Frozen may work for Queen Elsa in the Pixar movie of the same name, but for us mere mortals, ice can register anywhere from frustrating to down right deadly on our “What I Hate About Winter” list. Unless you are strapping on skates right now, you might want to note here some ways to avoid frozen water problems.

Go look at your roof. If there’s no snow on the shingles but snow on the overhangs, you’re a candidate for ice dams. When a home has a poorly insulated roof, it will melt the snow on it. The resulting water hits cold overhanging gutters and freezes if it’s below freezing outside (32 degrees F, 0 degrees C). The result is an ice dam, which backs up water onto and under the shingles. You’ll notice it when it starts dripping in the house. Avoid ice dams by Insulating your roof adequately. It it has already snowed, remove snow from the roof as soon as it falls. Use a roof rake or hire a professional keep your shingles clear and your gutters safe.

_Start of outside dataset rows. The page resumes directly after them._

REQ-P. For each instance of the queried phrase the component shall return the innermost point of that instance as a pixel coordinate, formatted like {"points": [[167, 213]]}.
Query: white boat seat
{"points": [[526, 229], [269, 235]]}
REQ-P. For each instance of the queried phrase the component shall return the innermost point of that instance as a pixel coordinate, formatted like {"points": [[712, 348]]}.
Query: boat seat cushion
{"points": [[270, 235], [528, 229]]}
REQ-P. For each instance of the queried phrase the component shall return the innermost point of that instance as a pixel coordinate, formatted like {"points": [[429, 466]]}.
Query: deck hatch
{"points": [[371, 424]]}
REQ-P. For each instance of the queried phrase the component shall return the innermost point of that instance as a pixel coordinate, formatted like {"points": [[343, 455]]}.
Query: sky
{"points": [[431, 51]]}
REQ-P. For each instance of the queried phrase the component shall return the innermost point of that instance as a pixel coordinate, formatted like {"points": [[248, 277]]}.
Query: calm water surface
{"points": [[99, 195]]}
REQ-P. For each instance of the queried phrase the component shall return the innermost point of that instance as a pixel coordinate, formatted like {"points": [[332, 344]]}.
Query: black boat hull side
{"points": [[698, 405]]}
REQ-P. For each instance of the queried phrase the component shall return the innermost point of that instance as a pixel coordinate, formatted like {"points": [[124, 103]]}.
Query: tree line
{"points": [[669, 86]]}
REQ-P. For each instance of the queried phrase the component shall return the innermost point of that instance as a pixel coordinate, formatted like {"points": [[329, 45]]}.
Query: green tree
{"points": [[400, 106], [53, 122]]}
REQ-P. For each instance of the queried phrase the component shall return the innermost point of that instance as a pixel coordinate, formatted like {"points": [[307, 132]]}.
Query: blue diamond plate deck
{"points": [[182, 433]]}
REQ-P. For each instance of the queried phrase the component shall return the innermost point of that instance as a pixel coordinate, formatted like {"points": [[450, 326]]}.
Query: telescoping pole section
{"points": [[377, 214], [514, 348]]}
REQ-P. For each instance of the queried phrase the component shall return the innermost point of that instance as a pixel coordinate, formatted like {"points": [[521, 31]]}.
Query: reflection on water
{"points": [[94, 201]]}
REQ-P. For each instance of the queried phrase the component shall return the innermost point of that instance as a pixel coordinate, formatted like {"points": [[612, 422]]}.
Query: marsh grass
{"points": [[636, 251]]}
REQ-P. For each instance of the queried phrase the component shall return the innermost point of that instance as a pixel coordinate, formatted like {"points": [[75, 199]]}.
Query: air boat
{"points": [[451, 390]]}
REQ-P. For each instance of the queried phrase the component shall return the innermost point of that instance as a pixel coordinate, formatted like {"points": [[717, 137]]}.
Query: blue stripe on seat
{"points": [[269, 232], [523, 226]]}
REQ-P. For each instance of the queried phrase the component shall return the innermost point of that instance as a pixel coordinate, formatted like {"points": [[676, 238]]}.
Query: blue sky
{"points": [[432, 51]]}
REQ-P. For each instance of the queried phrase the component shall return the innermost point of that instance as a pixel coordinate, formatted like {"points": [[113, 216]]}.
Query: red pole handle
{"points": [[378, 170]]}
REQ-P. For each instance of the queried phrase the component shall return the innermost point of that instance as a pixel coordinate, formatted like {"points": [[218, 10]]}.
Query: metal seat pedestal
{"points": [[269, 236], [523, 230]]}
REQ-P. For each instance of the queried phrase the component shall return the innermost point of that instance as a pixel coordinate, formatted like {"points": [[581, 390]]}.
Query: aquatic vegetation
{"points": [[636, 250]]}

Unfortunately we don’t have Elsa’s ability to make frozen things such as frozen water pipes thaw with an act of true love. When the weather gets cold like it did recently in the Hudson Valley, you can check your pipes by running your faucets on hot and cold to see if water is flowing properly. For those with hot water heat, cold radiators in your home or its zones can indicate a blocked flow of water caused by frozen pipes. To avoide frozen pipes at home, keep your home no colder than 64 degrees. Insulate any pipes that traverse unheated places in your home (crawl spaces, attics etc.) with pipe insulation or heat tape.

If your pipes are frozen, first, shut off all water leading into your water system to prevent or aleviate water damage. Then call a plumber to locate and aleviate the problem. If you do decide to melt ice in a faucet or pipe, use a hair dryer, not an electrical heater or open flame.

You’re in a hurry, and your car windscreen is covered in ice. You have to GO! Don’t be tempted to douse it with a bucket of hot water. Scalding water may cause your windscreen to crack because of the temperature difference. And if you have any annoying little “dings” from gravel or stones in your glass, hot water may find its way in and re-freeze, causing those dings to grow and be even more annoying. Get out the scraper and put your back into it!

DON’T try to clear ice or snow with the windshield wipers. If they are frozen to the glass, you may succeed in bending the axle of the windshield wiper motor. These motors are much more powerful than many people realize, and can easily bend the connecting arms. Prevent this by leaving wiper blades in their “up” position off the glass when freezing rain or heavy wet snow are in the forecast.

Driving in winter can be a challenge, so don’t assume the road ahead of you is clear enough for posted speeds. Black ice can hide under a freshly fallen coating of the white stuff. Keep a steady speed and drive below the posted limits when roads are icy or the threat of ice is possible.